By: Ron Ogden
PINELLAS COUNTY, FL. – Running for office can be nerve-straining and spiritually debilitating—but it’s nothing like running for office and losing. To make the personal commitment that campaigns demand, chase a brutal schedule, read half-baked stories about your personality, family, politics, and history, endlessly beg strangers for money with promises you will play hell keeping, and then to see it all go for naught: it can leave a sour taste.
Amanda Makki remembers how it felt last August when she and two other competitors lost the Republican Congressional primary in Pinellas County to a young newcomer who liked to flash an assault rifle in her advertising.
“Sure, it hurts,” she says. She’s chatting in one of her favorite chain delis in Seminole. “But you’ve gotta dust yourself off. No one likes a quitter.”
So, demonstrating resilience not all can muster, Amanda Makki is back.
The 42-year-old lawyer, one-time Congressional aide, and former lobbyist will file her papers “soon” (probably next month) for the Republican nomination for that same Congressional seat, Florida District 13, the one abandoned by Charlie Crist in his latest political perturbation, a quixotic campaign for Governor—an office he already held once.
Why would someone of Makki’s education and experience submit to the grind of a campaign, even given the likelihood she will win? Winning would mean submitting to the endless and often thankless labor of serving in Congress. And it would halt her fast rise as a conservative writer and TV commentator. You can watch her on Fox, Newsmax, and OANN and read her columns in the Washington Times, Tampa Bay Times, and Washington Examiner.
Further, it would take her out of her role as a trusted party operative. After the election, she worked in Wisconsin overseeing ballot counting. President Trump lost Wisconsin by 20,000 votes. She said there were as many as 200,000 mail ballots there that failed to meet the state’s rules.
“They should not have been counted,” she says, grimly. “They were missing conditions precedent for a mail ballot to be counted. But they were counted.”
Public service is about more than party, says Makki. Harkening to the memory of St. Petersburg’s revered Congressman Bill Young, she expresses her desire for public service in terms of veterans.
“There are 100,000 veterans in the county. We can’t depend on just Rep. Gus Bilirakis, who’s doing a fantastic job but is just one Congressman, to deal with all these issues. They need help,” she declares. Health care is also an important issue with her.
If elected, Makki is prime to fight the socialists and the bigots.
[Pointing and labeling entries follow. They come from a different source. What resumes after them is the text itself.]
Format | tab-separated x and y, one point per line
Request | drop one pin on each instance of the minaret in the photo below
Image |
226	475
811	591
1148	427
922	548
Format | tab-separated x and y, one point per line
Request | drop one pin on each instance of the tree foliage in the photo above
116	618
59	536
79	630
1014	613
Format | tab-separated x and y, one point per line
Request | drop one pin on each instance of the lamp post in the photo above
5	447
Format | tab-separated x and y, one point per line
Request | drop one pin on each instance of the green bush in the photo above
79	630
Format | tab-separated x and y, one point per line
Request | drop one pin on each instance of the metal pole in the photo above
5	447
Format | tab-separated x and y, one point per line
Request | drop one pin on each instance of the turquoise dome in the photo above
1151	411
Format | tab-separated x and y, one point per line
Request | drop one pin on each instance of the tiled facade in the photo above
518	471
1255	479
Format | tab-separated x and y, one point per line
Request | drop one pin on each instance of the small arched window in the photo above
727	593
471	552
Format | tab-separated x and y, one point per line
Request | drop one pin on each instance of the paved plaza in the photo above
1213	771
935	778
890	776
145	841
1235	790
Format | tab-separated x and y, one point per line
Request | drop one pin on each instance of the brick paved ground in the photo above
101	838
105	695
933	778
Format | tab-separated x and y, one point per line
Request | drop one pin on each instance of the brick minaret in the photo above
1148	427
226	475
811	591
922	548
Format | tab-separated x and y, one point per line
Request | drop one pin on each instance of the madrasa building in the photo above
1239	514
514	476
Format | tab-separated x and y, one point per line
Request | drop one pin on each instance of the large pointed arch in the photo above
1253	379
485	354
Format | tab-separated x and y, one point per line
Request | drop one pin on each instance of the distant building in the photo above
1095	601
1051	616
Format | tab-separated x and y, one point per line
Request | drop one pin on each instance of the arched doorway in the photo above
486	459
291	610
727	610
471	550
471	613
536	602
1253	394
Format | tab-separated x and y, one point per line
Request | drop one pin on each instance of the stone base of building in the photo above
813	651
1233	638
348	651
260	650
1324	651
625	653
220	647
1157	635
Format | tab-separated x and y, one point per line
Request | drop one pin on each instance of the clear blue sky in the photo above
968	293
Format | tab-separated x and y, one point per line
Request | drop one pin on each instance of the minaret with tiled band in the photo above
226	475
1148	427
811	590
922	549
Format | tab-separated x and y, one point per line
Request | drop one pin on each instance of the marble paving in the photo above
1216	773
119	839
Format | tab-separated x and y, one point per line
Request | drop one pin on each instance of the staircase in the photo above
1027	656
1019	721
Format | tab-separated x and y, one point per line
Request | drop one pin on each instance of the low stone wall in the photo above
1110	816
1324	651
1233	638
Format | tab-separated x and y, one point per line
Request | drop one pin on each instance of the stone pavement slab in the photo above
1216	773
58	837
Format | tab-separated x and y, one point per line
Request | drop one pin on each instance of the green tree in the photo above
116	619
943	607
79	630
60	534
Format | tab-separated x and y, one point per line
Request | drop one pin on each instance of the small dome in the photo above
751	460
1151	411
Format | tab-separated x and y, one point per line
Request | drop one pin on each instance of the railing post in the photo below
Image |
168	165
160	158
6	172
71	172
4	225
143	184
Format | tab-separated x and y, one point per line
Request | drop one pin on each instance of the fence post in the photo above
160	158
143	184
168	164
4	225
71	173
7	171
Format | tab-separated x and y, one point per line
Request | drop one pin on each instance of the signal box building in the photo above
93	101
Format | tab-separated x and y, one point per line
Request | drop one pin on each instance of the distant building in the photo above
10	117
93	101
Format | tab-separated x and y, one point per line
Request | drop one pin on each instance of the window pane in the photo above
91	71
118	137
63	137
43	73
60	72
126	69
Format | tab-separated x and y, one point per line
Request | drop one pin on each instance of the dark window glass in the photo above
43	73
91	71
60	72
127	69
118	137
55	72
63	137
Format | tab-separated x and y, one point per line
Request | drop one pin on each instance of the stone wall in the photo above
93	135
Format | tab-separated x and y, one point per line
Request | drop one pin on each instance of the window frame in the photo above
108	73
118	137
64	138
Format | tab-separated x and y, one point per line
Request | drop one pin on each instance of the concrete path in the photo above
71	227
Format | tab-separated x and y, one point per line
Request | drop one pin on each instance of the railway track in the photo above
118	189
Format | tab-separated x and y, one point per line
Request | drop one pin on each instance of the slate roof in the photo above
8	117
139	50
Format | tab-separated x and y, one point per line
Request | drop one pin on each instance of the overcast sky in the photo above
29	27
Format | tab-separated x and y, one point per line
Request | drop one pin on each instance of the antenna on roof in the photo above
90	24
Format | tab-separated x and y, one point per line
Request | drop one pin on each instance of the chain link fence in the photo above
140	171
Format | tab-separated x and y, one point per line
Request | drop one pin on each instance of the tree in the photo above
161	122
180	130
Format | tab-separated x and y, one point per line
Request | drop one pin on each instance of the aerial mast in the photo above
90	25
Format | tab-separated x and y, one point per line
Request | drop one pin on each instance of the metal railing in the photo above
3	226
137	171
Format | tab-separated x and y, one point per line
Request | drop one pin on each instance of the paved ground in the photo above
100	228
“I will be the Squad’s worst nightmare,” she declares, referring to the six (originally four) Congress members who flaunt progressivism and call themselves “Justice Democrats.” Asked just what that means, she demurs, considering it enough to call Alexandria Ocasio-Cortez and associates “Radical-minded socialists.”
Despite being a native of Iran (brought here as an infant when her parents fled the Ayatollah), she shakes her fist at anti-Semitism. And she doesn’t much care for the misguided cabal who push Critical Race Theory in our schools. “Blatant racism,” she calls it.
Speaking of Iran, the topic of her heritage has come up. For years, America’s relations with that middle Eastern theocracy are in the ditch. Makki has been an American since infancy, graduated from top American schools and made her career in national politics and government, but some still wonder how she feels about what is, after all, her homeland.
She visited Iran as a young woman. “Sad, very sad” is how she remembers it. She thinks she can be valuable as America works out its relationship with that ancient civilization, one with a modern taste for massive power. “I have the knowledge and the background,” she says.
“Don’t strengthen and bolster the mullahs,” like Biden is, she declares, using the Arabic word for religious leader. She thinks President Trump did the right thing. Among his efforts was to use Twitter to try to reach the people of Iran. “It was the most widely read Tweet in Farsi.”
Last year, Makki’s perspectives and qualifications brought endorsements from Kevin McCarthy, the heir apparent to the Speakership of the House, and Steve Scalise, the Louisiana Congressman who famously survived being shot by a Bernie Sanders-obsessed terrorist while playing baseball four years ago.
The NRA backed her, as well as many other organizations and local leaders.
She notes that she worked for years in Washington as a staff member in the Pentagon and Congress and as a lobbyist.
“Voters want somebody in Congress who can hit the ground running and doesn’t have a steep learning curve. Someone who has the experience and doesn’t need to learn where the lights and the bathrooms are.”
What about President Trump?
Pundits float the idea of his running for Congress in south Florida and, if elected, becoming Speaker of the House—with a gimlet eye on impeaching the man he feels snookered the election. What would she think about that?
“I am open to anything President Trump would like to be part of,” Amanda Makki says firmly.